Aanpassing van de NAVO-commandostructuur

In februari 2017 hebben de Ministers van Defensie vastgesteld dat de huidige NAVO-commandostructuur (NCS) slechts ten dele in staat is alle noodzakelijke taken uit te voeren. De Ministers hebben daarop de strategische commandanten van de NAVO en de voorzitter van het Militair Comité de opdracht gegeven een aangepaste commandostructuur en bijbehorende implementatievarianten uit te werken. Het eerste ontwerp hiervan is in september 2017 door de opstellers gepresenteerd en door de Ministers van Defensie vastgesteld tijdens hun vergadering in november 2017. Daarbij hebben de Ministers diverse richtlijnen en aanwijzingen gegeven voor verdere verfijning van de voorstellen. Op basis hiervan hebben de strategische commandanten en de voorzitter van het Militair Comité eind december 2017 een verfijnd ontwerp voor de aangepaste NCS gepresenteerd.

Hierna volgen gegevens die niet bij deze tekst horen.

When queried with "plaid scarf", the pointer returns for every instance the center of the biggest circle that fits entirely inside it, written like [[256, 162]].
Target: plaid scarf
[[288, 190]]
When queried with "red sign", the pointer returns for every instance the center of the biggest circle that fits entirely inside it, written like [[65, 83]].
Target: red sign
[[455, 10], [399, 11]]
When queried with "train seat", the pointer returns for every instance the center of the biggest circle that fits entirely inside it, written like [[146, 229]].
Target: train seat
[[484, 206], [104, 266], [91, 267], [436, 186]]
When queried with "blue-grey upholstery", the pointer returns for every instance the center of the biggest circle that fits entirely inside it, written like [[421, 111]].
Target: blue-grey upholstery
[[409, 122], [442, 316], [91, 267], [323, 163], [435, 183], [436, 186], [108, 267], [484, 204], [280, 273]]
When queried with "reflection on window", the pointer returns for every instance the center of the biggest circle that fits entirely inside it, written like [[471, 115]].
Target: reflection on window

Het voorliggende ontwerp voor de aangepaste NCS voorziet, mede op aandringen van Nederland, in een significante vergroting van de capaciteiten met een zo beperkt mogelijke uitbreiding van de personele sterkte. Hiermee wordt een goede balans gevonden tussen de beperkte financiële en personele mogelijkheden en de noodzaak om de NCS aan te passen aan de eisen die de veranderende veiligheidssituatie stelt. De Ministers zullen een besluit nemen over de structurele aanpassing van de NCS en daarbij overeenkomen om de definitieve personele en financiële implicaties van het voorstel verder te laten uitwerken in de implementatiefase. Op deze wijze kan de uiteindelijke personele en financiële belasting door middel van een regelmatige evaluatie worden aangepast aan de dan geldende eisen en realiteit. Hiermee wordt de daadkracht van de NCS direct verhoogd en blijven flexibiliteit en aanpassingsmogelijkheden gewaarborgd.

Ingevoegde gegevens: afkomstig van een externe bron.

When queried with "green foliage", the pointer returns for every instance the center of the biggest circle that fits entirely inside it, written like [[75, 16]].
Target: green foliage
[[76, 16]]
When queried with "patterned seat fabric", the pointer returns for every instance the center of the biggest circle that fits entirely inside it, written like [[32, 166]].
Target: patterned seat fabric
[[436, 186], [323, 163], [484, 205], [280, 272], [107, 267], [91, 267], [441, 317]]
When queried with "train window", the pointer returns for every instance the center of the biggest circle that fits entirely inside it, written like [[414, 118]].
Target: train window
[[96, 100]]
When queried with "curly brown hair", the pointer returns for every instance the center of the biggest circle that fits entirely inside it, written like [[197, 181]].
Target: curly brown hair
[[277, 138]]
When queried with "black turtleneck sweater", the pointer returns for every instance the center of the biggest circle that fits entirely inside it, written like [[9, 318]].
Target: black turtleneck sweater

Nederland is voorstander om snel te beginnen met de implementatiefase. Het is immers van belang dat de nieuwe NCS-structuur de NAVO in staat stelt, ook in de toekomst, de drie hoofdtaken van het Bondgenootschap (collectieve verdediging, crisisbeheersing en coöperatieve veiligheid) uit te blijven voeren, zonder daarbij de doelmatigheid en realiteit (van beperkte middelen) uit het oog te verliezen. Voorts is het positief dat er aan de positie van Joint Forces Command Brunssum niet wordt getornd. De personele en financiële gevolgen van de aanpassing van de NCS worden nog nader uitgewerkt en ik zal u hierover, conform mijn eerdere toezegging aan uw kamer, zo spoedig mogelijk nader informeren. Voor de benodigde middelen ten behoeve van de aangepaste NCS zal te zijner tijd dekking worden gevonden binnen de defensiebegroting.

Naast de aanpassing van de NAVO-commandostructuur zullen de Ministers spreken over modernisering van de NAVO in het algemeen, onder meer over de wijze en snelheid van diverse besluitvormingsprocedures. Het bezien van institutionele processen moet bijdragen aan het realiseren van een moderne, efficiënte en effectieve NAVO-organisatie.

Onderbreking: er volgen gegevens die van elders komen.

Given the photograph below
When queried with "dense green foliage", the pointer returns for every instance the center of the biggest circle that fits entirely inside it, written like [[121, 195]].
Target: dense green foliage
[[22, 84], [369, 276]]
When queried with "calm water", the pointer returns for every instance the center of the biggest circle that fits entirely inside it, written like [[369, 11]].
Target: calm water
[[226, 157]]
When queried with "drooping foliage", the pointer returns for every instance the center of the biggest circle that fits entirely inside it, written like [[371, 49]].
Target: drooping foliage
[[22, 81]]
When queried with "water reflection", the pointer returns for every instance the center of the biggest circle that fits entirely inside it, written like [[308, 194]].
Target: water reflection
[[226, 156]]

Ook de behoeftestellingsprocedure van gemeenschappelijk gefinancierde capaciteiten staat op de agenda. Tijdens de Top in Warschau is opdracht gegeven om hierin verbetering aan te brengen. De Ministers zullen tijdens de bijeenkomst worden geïnformeerd over de voortgang van dit verbeterproces en de ontwikkelde verbetervoorstellen, zoals het wegnemen van bureaucratische hobbels en gefragmenteerde besluitvorming.

Nederland legt binnen de NAVO regelmatig de nadruk op transparantie, accountability, kostenbeheersing en het verbeteren van governance en zal zich dan ook inzetten om de voorstellen tot uitvoer te brengen.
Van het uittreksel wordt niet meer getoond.